I'm using a ThreadPoolExecutor to run tasks. The backend is a SynchronousQueue, so if the executor is already perfoming a task, it throws the RejectedExecutionException. Here's a simple test case:

public class ExecutorTest {

  final static Worker worker = new Worker();

  public static void main(String[] args) {
    ThreadPoolExecutor executor = new ThreadPoolExecutor(1, 1, 0L, TimeUnit.MILLISECONDS, new SynchronousQueue<Runnable>());

    while (true) {
        try {                
            executor.execute(worker);                
        }catch (RejectedExecutionException e) {                
        }
    }        
  }

  static class Worker implements Runnable {

    private int i = 0;
    private long start = System.currentTimeMillis();

    @Override
    public void run() {
        try {
            Thread.sleep(1000);
            System.out.println(++i + " " + (System.currentTimeMillis() - start));
        } catch (InterruptedException ex) {                
        }
    }
  }
}

The expected bahavious is: Execute the worker and after sleeping for a second, print out i (representing how often the worker has been executed so far) and the amount of milliseconds since the worker was created.
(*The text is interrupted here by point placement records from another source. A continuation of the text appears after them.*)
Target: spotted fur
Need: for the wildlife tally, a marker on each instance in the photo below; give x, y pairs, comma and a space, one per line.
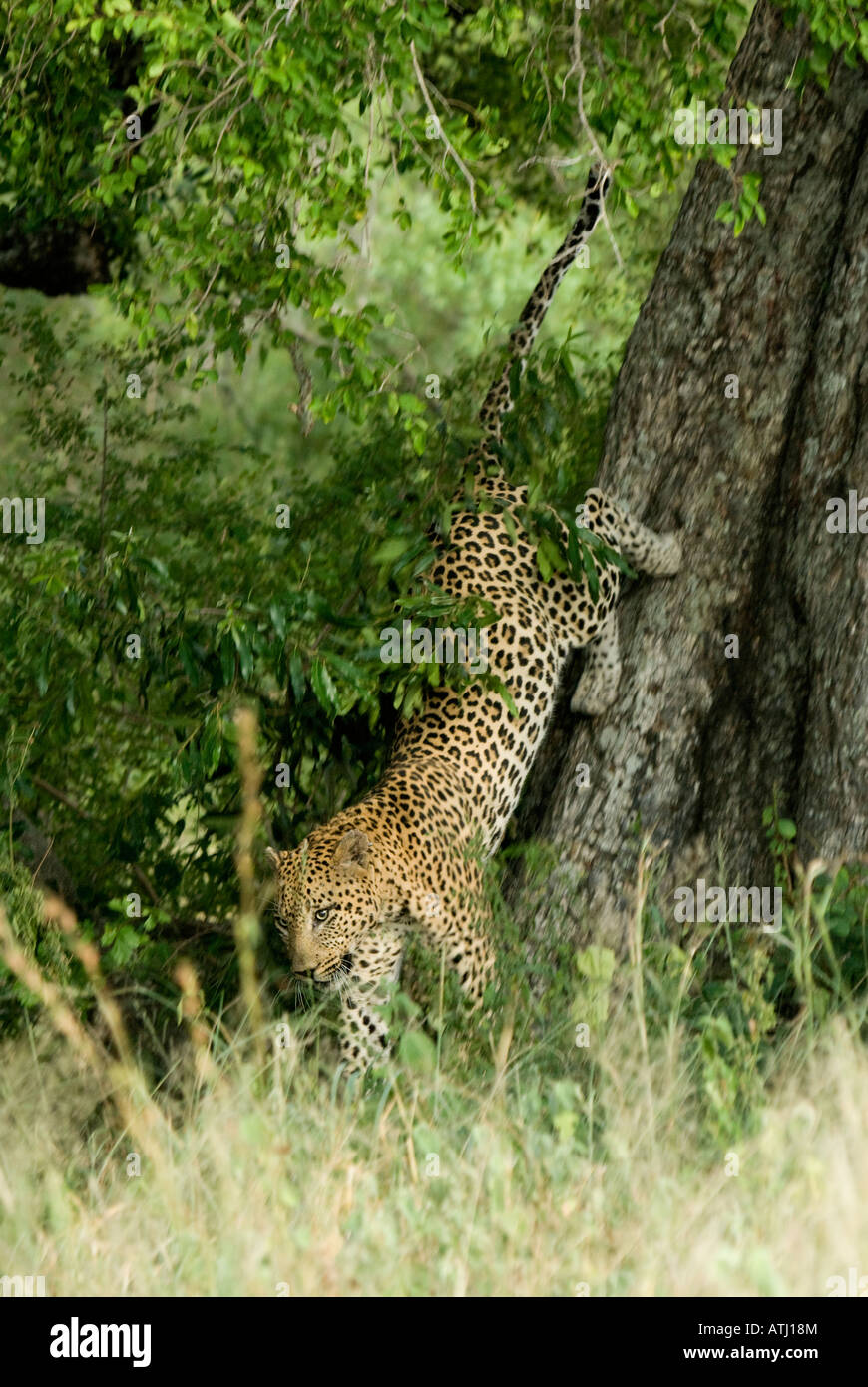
409, 854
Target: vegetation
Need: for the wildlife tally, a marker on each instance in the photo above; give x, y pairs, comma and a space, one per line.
323, 224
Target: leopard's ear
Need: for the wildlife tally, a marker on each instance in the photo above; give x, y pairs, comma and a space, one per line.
352, 850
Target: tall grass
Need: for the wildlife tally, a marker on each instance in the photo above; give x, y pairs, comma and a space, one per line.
710, 1137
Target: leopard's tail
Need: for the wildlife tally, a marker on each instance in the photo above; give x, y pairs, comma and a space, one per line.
500, 401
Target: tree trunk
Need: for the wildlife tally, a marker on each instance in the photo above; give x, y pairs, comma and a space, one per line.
697, 743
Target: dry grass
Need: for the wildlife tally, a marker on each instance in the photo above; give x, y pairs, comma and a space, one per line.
269, 1179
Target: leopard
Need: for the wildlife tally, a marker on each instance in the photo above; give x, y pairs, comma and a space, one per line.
409, 857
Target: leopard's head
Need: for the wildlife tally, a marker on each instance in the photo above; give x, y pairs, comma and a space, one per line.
324, 900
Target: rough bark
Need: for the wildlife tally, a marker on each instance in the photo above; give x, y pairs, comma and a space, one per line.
699, 743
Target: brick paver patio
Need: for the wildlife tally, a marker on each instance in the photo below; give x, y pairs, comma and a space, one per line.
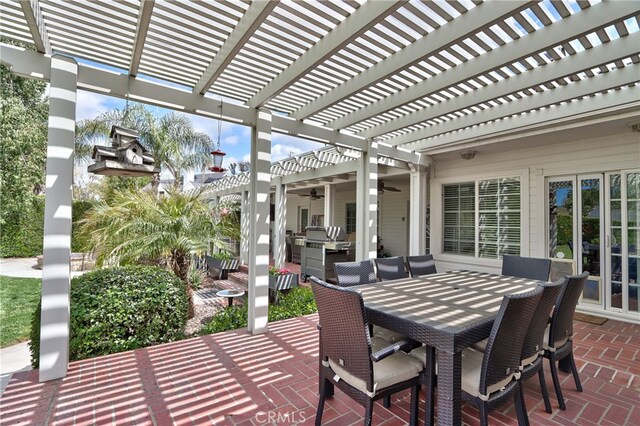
235, 378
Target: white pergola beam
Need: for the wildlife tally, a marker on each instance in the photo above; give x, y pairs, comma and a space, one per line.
280, 225
521, 117
329, 204
260, 183
469, 23
244, 226
322, 172
250, 21
361, 20
35, 21
572, 27
592, 58
56, 249
33, 65
367, 204
144, 18
417, 212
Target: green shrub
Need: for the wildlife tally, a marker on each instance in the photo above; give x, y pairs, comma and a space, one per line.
293, 303
118, 309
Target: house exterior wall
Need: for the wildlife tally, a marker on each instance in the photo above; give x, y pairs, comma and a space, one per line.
393, 213
534, 161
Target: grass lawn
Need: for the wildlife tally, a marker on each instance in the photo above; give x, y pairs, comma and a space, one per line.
19, 298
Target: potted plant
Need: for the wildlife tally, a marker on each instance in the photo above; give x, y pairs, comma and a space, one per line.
224, 262
281, 279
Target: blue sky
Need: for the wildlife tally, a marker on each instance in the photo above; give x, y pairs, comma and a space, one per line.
235, 139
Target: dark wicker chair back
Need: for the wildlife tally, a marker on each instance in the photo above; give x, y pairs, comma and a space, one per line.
421, 265
344, 330
502, 354
354, 273
535, 335
391, 268
526, 267
562, 319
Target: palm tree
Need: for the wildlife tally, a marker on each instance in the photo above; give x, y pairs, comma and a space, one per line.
175, 144
138, 226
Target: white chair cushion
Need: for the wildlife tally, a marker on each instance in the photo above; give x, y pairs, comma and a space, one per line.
391, 370
388, 335
471, 369
481, 346
557, 343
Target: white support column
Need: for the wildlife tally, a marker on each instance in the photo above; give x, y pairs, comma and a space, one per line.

So I'm expecting:

1 1015 
2 2015
3 3016 
4 4017

This works fine for a while, but after almost on hour:

2919 2922196
2920 2942951
2921 2990407

So the amount of time between one worker execution and the next one is 20 seconds (2919->2920) and 38 seconds (2920->2921) and so forth. Everything becomes extremely slow and the jvm spends a lot of time in garbage collection. Finally (after a few days) I run into an OutOfMemoryError.

I'm running this with -Xmx8M (I assume the effect appears much later with more heap space) on Oracle's JVM 1.7.0_07 on a 64bit Linux machine. I'd appreciate any pointers, but probably I'm just missing the obvious.

like image 903
Clayton Louden Avatar asked Oct 15 '12 21:10

Clayton Louden


1 Answers

You can try to modify the ThreadPoolExecutor instantiation. You just have to add an argument to the constructor to use a RejectExecutionHandler that will silently discard rejected tasks.

public static void main(String[] args) {
  ThreadPoolExecutor executor = new ThreadPoolExecutor(1, 1, 0L, TimeUnit.MILLISECONDS, new SynchronousQueue<Runnable>(), new ThreadPoolExecutor.DiscardPolicy());

  while (true) {
    executor.execute(worker);                
  }
}

So if your problem comes from repeated RejectedExecutionException (and I think so), you will avoid it.